Cassettes Won’t Listen – Evinspacey
aaamusic | On 16, Aug 2011
If you’re anything like me, the first thing you’ll notice about Brooklyn solo artist Cassettes Won’t Listen (Known to his mum as Jason Drake) is his utterly uncanny vocal resemblance to Hot Chip singer Alexis Taylor. Seriously, it’s identical. That’s a very good thing. His delicate, tuneful sigh goes with his brand of doleful electro seamlessly, case in point on album highpoint Perfect Day, where the relaxed yet blissfully happy vibe combines to make something quite beautiful, like Ben Gibbard’s The Postal Service covering The Stone Roses’ Waterfall. Somewhat unfortunately, the rest of the album doesn’t quite fit the same way, save for the delicate, piano led pop of Harp Darkness.

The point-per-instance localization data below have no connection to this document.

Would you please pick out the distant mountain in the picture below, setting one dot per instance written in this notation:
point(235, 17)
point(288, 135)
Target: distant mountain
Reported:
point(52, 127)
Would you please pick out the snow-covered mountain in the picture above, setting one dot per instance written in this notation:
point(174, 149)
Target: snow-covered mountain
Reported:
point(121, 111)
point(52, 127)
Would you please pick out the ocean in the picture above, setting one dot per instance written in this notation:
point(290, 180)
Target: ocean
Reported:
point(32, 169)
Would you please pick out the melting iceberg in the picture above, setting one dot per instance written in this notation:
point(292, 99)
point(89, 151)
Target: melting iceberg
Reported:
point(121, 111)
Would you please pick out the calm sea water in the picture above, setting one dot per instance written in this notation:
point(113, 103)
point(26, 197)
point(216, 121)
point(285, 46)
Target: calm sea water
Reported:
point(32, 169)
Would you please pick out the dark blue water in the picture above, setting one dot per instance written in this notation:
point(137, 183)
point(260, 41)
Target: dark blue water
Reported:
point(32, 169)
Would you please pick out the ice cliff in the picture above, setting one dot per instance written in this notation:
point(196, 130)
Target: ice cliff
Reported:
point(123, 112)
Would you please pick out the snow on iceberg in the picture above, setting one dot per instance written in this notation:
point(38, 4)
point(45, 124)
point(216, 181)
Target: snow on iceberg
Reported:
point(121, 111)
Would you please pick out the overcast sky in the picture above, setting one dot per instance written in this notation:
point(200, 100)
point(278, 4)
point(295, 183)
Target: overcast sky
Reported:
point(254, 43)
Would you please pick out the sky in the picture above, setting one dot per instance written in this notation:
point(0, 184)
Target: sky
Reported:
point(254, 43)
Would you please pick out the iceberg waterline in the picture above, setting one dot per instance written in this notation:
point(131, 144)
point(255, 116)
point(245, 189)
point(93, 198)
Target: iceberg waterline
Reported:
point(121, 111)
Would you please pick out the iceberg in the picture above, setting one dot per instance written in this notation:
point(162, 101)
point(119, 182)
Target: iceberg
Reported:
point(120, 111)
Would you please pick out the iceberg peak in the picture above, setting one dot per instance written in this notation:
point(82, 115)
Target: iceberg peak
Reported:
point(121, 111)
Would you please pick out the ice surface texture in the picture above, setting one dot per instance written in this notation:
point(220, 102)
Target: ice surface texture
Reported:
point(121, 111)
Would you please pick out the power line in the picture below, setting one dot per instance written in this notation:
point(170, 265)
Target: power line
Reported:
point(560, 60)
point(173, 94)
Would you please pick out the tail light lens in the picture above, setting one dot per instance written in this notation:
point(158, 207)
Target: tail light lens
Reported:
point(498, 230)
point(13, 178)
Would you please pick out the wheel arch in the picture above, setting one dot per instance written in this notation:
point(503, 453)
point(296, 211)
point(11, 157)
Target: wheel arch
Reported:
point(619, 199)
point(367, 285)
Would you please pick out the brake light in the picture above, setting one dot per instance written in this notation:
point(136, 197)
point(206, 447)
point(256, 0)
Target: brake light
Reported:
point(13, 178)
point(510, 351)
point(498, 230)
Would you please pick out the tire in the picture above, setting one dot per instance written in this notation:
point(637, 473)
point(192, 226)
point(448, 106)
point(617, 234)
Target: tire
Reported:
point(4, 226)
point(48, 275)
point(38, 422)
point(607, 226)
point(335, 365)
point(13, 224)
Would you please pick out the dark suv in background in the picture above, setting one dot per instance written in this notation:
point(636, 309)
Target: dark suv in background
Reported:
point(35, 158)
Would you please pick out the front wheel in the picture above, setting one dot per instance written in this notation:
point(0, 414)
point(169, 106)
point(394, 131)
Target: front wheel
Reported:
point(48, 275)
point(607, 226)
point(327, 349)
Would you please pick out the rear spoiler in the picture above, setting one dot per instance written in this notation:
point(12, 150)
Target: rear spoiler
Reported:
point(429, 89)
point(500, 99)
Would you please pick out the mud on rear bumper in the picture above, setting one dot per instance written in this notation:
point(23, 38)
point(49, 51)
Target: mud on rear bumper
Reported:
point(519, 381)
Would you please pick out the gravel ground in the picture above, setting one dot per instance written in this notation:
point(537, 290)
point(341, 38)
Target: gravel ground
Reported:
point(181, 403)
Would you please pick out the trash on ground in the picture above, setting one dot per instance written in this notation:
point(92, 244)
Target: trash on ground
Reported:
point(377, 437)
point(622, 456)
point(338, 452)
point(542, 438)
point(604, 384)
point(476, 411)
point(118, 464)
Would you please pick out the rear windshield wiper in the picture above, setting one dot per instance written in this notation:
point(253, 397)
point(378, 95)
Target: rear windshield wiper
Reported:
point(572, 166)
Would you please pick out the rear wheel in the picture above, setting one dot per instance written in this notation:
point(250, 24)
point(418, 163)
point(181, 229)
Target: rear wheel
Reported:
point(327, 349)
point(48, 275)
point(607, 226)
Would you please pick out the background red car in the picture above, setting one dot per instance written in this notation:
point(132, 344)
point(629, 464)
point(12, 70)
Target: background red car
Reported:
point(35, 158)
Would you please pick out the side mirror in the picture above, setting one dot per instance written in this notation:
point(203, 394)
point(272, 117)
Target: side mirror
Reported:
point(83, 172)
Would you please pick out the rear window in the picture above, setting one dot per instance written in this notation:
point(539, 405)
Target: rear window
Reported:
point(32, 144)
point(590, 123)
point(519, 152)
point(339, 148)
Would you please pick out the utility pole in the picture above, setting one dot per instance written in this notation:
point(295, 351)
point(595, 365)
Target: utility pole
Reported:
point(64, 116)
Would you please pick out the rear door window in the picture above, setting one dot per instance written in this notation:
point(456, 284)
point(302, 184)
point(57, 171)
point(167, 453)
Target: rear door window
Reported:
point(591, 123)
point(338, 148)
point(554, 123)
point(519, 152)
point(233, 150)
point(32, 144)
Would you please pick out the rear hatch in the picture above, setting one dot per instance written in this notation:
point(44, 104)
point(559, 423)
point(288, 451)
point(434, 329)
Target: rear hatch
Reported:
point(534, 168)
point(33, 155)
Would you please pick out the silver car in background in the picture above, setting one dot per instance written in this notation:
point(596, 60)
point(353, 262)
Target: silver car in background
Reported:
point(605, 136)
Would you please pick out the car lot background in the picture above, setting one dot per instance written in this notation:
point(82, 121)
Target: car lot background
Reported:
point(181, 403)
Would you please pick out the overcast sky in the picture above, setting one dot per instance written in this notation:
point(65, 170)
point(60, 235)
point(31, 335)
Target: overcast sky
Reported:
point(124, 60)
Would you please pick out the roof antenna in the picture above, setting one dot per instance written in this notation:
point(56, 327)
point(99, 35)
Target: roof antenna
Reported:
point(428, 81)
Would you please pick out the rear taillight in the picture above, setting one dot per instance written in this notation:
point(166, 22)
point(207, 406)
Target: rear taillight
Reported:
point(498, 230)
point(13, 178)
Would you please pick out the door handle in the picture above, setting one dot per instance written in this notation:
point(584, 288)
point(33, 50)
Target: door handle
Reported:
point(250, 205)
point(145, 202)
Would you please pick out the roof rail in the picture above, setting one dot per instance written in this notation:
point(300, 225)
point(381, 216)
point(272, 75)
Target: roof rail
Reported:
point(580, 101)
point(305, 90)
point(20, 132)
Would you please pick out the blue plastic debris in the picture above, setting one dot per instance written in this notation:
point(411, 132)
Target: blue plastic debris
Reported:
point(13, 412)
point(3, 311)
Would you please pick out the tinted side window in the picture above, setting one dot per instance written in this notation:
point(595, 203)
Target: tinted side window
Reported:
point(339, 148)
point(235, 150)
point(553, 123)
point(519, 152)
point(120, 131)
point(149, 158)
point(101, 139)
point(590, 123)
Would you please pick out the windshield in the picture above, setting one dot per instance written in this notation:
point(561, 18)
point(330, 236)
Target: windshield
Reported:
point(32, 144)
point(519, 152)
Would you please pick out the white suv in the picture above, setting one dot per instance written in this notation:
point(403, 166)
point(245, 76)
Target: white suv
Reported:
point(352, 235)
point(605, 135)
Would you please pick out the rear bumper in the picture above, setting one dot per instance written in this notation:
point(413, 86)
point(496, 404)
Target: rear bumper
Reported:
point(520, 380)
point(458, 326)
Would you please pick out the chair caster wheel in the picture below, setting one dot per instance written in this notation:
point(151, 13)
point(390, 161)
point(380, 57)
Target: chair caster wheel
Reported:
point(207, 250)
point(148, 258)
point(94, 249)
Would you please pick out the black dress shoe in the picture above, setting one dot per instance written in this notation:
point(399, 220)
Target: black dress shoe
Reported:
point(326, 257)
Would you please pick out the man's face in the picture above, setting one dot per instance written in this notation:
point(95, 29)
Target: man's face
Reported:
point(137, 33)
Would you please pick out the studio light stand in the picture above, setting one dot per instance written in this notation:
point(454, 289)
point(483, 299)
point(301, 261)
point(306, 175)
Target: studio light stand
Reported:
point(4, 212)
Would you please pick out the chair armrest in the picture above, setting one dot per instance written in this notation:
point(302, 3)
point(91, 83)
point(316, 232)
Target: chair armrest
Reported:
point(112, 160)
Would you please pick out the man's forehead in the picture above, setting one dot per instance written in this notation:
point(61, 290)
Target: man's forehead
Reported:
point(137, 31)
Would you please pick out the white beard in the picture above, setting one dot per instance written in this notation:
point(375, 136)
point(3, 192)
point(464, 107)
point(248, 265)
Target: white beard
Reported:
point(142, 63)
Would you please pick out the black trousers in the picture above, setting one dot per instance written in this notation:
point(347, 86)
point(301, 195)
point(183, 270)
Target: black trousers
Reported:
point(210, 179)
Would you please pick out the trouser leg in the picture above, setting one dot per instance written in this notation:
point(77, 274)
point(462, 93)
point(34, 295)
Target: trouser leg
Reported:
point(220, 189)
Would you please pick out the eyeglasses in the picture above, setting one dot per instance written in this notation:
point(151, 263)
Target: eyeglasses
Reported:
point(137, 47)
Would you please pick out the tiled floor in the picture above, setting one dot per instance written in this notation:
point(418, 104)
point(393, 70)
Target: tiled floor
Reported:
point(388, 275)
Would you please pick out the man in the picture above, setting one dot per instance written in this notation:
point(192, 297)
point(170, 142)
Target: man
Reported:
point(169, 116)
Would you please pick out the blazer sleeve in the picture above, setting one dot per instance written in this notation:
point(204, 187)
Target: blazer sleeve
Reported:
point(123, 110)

For most part it follows the same template set by first single The Echoes, whip-sharp dubstep shaped pop songs with Drake’s keening voice, distorted in some way floating over the top. On The Echoes, this is intensely exciting, but as ever, repetition makes everything lose it’s shine, Stuck and Pick Me Out follow this template very closely, and Wave To The Winners’ lurch into dubstep just sounds desperate, far, I’m sure, from the effect Drake was hoping for. This is also not helped by some clunky, melodramatic lyrics either, like this gem from The Night Shines, “It was cloudy so you couldn’t see a thing… the night shines/ We all fall down.” It’s telling that Drake’s last LP, 2009’s Into The Hillside was entirely instrumental and received much better than this particular record was.
So in essence, this is a pretty standard pop album, one or two truly classic songs (The Echoes and Perfect Day) surrounded by stuff that tries to sound like it but can’t match the sheer exuberance of either of them, by all means get your hands on the latter two mentioned tracks by any means necessary, but you honestly don’t need much else from this album.